Britain Hopkins

Summer Instruction, Other


Research interests include debt and indebtedness in contemporary society, market governance, and histories and geographies of liberalism.

My current book project, Indebted Subjects: The Making of the Student Loan Industry in a Neoliberalizing United States, examines the origins of the U.S. student loan industry between 1958 and 1973. It illuminates the federal-private partnerships which shaped the student loan industry at its inception while foregrounding how student loans have been used as a racializing and gendered technology to push back against the wins of the Civil Rights and feminist movements by tethering access to higher education to market incorporation. Complimentary to this, I am developing a program of archival research which looks at ways in which the burgeoning U.S. student loan industry influenced Chile’s initial program of student loans, which originated in the early 1980s.
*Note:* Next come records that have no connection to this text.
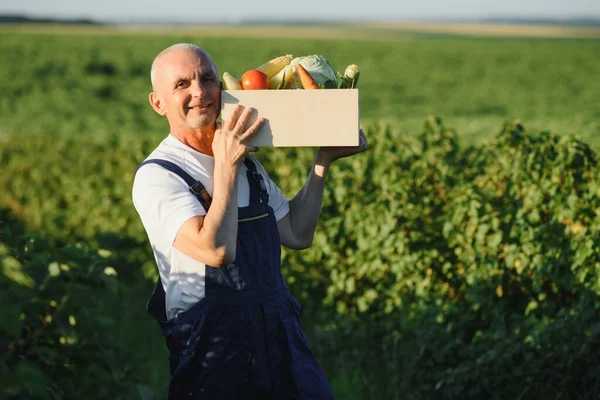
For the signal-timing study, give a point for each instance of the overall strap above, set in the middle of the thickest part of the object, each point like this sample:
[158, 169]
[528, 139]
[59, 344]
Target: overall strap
[256, 181]
[196, 187]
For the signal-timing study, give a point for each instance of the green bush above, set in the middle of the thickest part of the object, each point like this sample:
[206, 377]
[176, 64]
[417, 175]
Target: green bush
[438, 271]
[58, 330]
[460, 272]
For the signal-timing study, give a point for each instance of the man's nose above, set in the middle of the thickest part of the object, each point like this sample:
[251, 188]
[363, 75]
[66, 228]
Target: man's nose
[197, 88]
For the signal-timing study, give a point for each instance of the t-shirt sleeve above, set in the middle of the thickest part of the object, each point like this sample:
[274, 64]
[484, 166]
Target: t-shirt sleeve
[163, 202]
[277, 200]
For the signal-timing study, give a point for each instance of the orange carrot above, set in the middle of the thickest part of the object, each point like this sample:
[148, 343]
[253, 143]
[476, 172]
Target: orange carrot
[307, 81]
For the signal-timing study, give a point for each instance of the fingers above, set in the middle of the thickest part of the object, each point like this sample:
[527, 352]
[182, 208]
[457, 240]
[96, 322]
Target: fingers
[235, 116]
[239, 118]
[253, 128]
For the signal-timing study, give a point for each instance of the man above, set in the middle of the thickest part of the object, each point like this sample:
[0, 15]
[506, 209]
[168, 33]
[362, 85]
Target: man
[216, 223]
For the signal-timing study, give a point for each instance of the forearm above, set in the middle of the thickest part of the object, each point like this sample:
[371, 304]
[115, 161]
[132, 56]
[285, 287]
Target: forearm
[305, 207]
[221, 221]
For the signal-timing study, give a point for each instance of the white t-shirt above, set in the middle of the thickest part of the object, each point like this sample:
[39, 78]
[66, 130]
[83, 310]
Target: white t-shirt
[164, 202]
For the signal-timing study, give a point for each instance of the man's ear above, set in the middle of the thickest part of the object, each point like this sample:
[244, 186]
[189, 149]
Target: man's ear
[156, 103]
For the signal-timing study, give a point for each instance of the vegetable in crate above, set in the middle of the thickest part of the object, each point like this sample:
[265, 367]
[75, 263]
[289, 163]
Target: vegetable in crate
[254, 80]
[305, 78]
[275, 66]
[350, 78]
[319, 69]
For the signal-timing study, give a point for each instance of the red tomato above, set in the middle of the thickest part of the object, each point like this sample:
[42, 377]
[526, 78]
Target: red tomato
[254, 80]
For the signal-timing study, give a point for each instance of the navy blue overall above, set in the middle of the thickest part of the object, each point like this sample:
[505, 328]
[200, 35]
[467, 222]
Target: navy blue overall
[243, 340]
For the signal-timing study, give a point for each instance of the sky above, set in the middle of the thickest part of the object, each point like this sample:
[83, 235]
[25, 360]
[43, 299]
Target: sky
[239, 10]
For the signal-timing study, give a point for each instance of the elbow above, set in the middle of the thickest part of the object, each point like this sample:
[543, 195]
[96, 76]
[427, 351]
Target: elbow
[222, 257]
[302, 243]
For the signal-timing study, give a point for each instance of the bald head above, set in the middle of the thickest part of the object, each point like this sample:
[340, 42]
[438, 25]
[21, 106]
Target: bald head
[178, 47]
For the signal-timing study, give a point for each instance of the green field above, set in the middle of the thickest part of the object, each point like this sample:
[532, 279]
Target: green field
[458, 258]
[89, 84]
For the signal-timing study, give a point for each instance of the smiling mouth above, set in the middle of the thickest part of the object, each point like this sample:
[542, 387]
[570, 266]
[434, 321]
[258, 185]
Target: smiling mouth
[200, 106]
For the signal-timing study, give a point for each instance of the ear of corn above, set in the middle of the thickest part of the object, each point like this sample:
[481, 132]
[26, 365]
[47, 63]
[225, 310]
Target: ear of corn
[284, 79]
[274, 66]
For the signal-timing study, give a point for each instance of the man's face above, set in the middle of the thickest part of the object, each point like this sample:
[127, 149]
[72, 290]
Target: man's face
[188, 90]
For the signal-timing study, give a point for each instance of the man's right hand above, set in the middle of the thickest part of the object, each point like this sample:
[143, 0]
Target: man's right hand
[231, 137]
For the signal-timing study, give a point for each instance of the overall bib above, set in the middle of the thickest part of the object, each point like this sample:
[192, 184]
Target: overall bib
[244, 339]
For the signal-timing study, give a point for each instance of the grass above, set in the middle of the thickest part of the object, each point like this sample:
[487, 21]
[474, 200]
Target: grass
[92, 84]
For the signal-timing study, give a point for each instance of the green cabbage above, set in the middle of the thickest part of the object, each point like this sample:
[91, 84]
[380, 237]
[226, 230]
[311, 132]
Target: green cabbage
[319, 68]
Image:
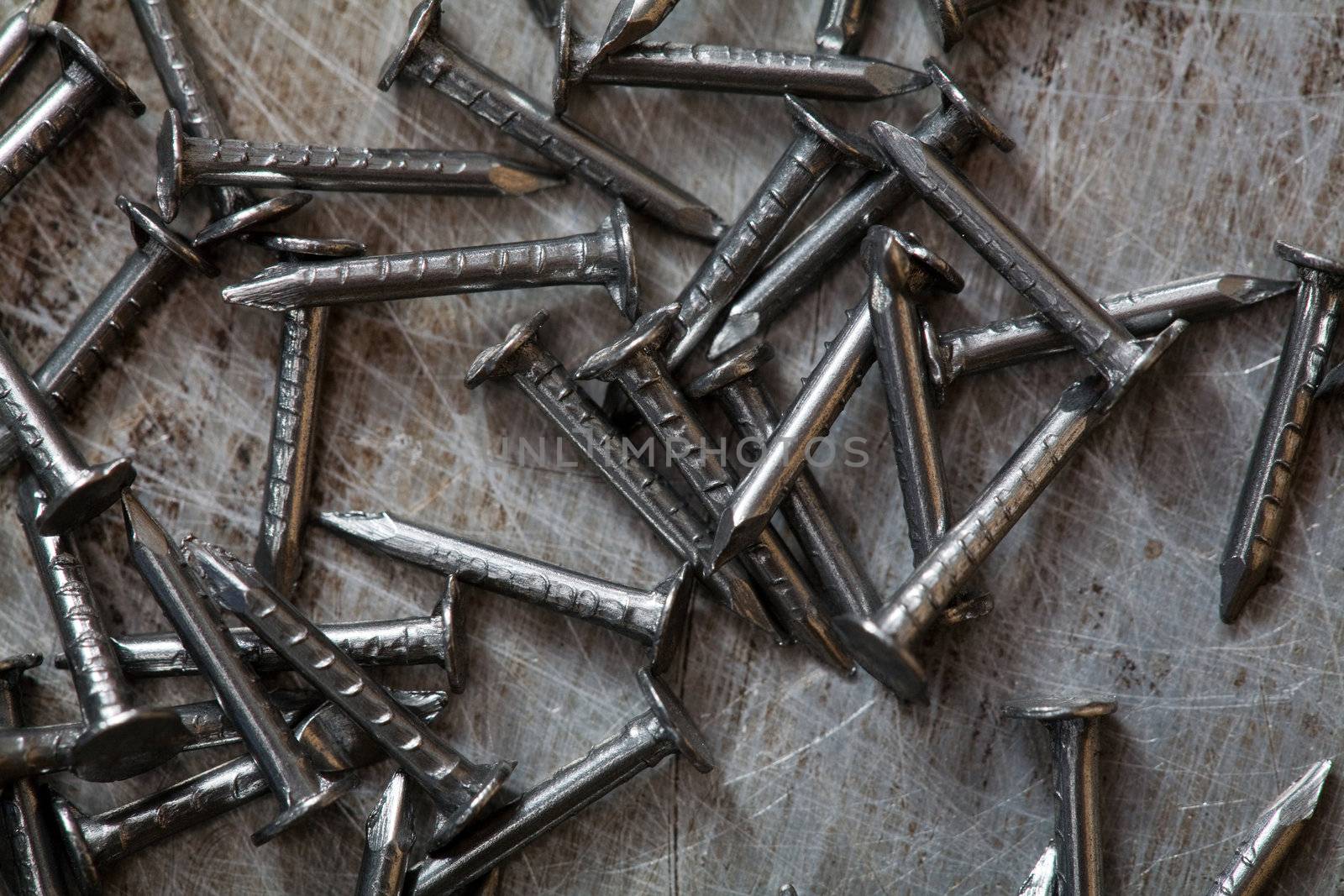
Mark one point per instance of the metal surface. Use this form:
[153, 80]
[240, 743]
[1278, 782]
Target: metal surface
[1159, 141]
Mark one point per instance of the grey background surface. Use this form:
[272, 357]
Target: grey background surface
[1158, 140]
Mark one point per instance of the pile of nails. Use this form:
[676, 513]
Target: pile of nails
[443, 821]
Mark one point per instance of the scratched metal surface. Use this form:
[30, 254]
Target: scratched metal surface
[1158, 140]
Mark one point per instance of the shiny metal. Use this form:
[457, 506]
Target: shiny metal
[389, 840]
[1285, 429]
[544, 380]
[288, 768]
[948, 18]
[186, 87]
[293, 422]
[840, 26]
[954, 128]
[664, 730]
[381, 642]
[35, 862]
[655, 618]
[87, 83]
[885, 642]
[1074, 725]
[826, 391]
[815, 150]
[1041, 882]
[1093, 331]
[139, 285]
[722, 69]
[186, 161]
[635, 363]
[427, 56]
[749, 407]
[459, 788]
[1273, 835]
[22, 33]
[120, 739]
[602, 258]
[1144, 312]
[93, 842]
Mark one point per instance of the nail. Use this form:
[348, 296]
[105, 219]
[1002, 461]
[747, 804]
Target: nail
[97, 841]
[288, 768]
[602, 257]
[948, 18]
[956, 127]
[663, 730]
[635, 363]
[389, 840]
[840, 26]
[1285, 429]
[1095, 332]
[120, 741]
[544, 380]
[187, 90]
[293, 423]
[1042, 879]
[655, 618]
[186, 161]
[1260, 855]
[457, 786]
[822, 399]
[1074, 726]
[816, 149]
[429, 58]
[35, 862]
[139, 285]
[85, 85]
[381, 642]
[20, 34]
[725, 69]
[749, 407]
[1144, 312]
[884, 642]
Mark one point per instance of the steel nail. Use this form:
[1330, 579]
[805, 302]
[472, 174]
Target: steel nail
[1285, 429]
[87, 83]
[35, 862]
[425, 55]
[884, 642]
[815, 150]
[822, 399]
[954, 128]
[97, 841]
[120, 739]
[1272, 836]
[749, 407]
[1074, 726]
[20, 34]
[543, 379]
[635, 363]
[288, 768]
[840, 26]
[459, 788]
[1144, 312]
[1095, 332]
[663, 730]
[602, 257]
[725, 69]
[948, 18]
[293, 423]
[1042, 879]
[138, 285]
[186, 161]
[655, 618]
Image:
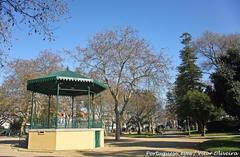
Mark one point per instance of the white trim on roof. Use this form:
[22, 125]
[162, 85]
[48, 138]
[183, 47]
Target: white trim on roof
[74, 79]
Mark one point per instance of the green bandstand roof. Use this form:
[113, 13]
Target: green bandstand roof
[70, 84]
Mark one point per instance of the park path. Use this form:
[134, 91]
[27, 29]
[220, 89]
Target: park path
[125, 147]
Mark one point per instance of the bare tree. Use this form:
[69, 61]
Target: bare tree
[141, 109]
[212, 45]
[123, 61]
[37, 15]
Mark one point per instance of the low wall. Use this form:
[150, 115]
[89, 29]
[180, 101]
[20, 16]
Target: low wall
[64, 139]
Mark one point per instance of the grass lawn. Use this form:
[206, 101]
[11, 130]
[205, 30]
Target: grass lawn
[143, 135]
[193, 134]
[225, 144]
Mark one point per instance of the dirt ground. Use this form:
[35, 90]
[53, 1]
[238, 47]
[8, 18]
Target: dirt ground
[124, 147]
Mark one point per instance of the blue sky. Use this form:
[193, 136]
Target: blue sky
[158, 21]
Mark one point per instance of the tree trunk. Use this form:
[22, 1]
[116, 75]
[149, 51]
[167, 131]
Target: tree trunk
[139, 128]
[150, 127]
[22, 129]
[203, 129]
[118, 127]
[112, 126]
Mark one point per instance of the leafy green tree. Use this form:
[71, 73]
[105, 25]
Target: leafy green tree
[226, 80]
[189, 75]
[200, 108]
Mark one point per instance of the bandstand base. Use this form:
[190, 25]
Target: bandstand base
[65, 139]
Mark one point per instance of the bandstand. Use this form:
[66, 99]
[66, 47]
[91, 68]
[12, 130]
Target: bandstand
[58, 130]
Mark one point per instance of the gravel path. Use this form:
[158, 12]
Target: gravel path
[125, 147]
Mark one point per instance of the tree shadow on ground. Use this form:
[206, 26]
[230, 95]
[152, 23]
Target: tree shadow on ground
[156, 144]
[117, 153]
[12, 142]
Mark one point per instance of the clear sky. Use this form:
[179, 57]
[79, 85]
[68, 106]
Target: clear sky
[161, 22]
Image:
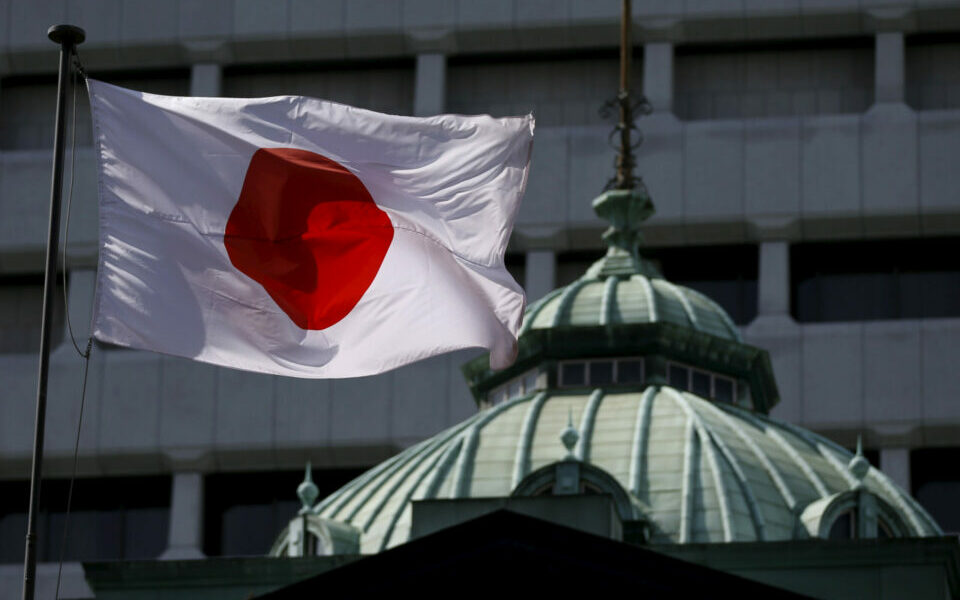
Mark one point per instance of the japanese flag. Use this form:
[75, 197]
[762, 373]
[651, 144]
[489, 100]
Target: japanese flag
[301, 237]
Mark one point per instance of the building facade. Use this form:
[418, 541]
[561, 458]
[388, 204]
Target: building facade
[803, 156]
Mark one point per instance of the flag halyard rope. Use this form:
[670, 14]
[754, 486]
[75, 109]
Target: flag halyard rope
[84, 354]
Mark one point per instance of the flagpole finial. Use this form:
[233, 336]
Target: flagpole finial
[307, 491]
[625, 203]
[67, 34]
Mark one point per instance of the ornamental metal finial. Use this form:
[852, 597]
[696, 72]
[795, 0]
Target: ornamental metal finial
[570, 436]
[625, 203]
[858, 465]
[307, 491]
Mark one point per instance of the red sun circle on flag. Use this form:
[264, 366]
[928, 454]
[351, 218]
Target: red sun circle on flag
[308, 231]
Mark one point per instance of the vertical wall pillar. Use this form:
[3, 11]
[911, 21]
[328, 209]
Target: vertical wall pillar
[773, 285]
[186, 517]
[206, 79]
[81, 284]
[429, 96]
[658, 75]
[895, 463]
[541, 274]
[889, 71]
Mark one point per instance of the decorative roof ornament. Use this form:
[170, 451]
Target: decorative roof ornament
[858, 465]
[625, 203]
[307, 491]
[570, 436]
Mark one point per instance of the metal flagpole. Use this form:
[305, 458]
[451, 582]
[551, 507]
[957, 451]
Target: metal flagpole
[625, 161]
[68, 37]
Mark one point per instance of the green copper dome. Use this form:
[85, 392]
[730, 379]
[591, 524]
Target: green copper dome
[630, 386]
[692, 470]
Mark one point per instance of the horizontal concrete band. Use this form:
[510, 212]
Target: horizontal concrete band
[170, 33]
[819, 177]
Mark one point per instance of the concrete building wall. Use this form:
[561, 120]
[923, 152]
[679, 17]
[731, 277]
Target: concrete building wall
[721, 83]
[769, 142]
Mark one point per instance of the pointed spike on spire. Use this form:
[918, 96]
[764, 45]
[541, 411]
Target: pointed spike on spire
[308, 473]
[858, 465]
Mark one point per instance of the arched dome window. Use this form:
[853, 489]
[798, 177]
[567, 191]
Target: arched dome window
[855, 514]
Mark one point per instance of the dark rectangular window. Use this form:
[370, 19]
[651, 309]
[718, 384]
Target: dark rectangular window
[601, 372]
[245, 512]
[560, 88]
[932, 77]
[935, 480]
[679, 377]
[722, 390]
[629, 371]
[21, 313]
[802, 77]
[110, 519]
[700, 384]
[29, 103]
[870, 280]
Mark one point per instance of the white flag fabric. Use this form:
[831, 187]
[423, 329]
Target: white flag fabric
[301, 237]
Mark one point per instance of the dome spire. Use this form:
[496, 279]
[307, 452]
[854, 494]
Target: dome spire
[570, 436]
[625, 204]
[858, 465]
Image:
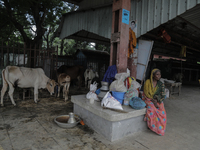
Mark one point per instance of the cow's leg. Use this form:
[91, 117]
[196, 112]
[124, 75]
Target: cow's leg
[3, 90]
[58, 90]
[11, 91]
[64, 90]
[67, 92]
[36, 94]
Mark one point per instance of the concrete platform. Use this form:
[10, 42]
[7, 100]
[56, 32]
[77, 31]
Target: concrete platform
[111, 124]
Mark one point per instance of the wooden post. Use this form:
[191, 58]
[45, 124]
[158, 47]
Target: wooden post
[120, 34]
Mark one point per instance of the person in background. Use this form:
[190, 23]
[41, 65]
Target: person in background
[153, 96]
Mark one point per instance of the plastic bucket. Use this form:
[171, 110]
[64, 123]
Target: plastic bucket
[118, 96]
[97, 91]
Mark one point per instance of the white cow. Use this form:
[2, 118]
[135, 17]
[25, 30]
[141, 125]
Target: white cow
[64, 80]
[89, 74]
[25, 78]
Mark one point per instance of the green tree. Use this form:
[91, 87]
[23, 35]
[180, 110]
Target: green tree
[29, 20]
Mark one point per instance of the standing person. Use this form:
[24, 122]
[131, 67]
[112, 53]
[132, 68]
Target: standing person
[134, 27]
[154, 94]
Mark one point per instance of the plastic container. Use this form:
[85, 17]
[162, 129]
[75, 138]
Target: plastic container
[97, 91]
[118, 96]
[126, 102]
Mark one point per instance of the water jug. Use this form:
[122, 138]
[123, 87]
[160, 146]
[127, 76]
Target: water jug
[71, 118]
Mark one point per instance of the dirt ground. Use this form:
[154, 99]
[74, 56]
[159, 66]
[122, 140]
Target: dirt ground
[30, 126]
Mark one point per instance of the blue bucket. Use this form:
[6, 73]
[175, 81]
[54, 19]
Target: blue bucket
[118, 96]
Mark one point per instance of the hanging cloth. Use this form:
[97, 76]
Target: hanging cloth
[132, 42]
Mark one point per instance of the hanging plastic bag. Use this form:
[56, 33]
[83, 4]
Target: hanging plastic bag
[118, 84]
[91, 94]
[110, 102]
[132, 92]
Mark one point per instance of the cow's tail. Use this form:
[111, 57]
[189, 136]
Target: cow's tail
[3, 77]
[5, 83]
[5, 73]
More broadly, this research speaks to my interests in tracing U.S. empire, its forms of governance, and modes of citizenship through its relationship with liberal political economy and markets. To this effect, I have published articles or have articles forthcoming in the Journal of American History, Cultural Politics, the Annals of the Association of American Geographers, and Environment and Planning D: Society and Space. I have also designed and teach two courses at Wellesley which speak to my interests in U.S. global and domestic governance: ‘Feminist geopolitics: War, militarism, and everyday life’ (SOC 223) and ‘Contemporary politics of debt and indebtedness’ (SOC 229).

A geographer by training, I was Lecturer in Human Geography at St John’s College, University of Oxford, during the 2020-2021 academic year and taught topics from across the discipline, with a focus on Marxist and feminist approaches to market governance in historical and contemporary perspective. I completed my doctoral work in Geography as a Clarendon Fellow at Brasenose College, Oxford, in 2021.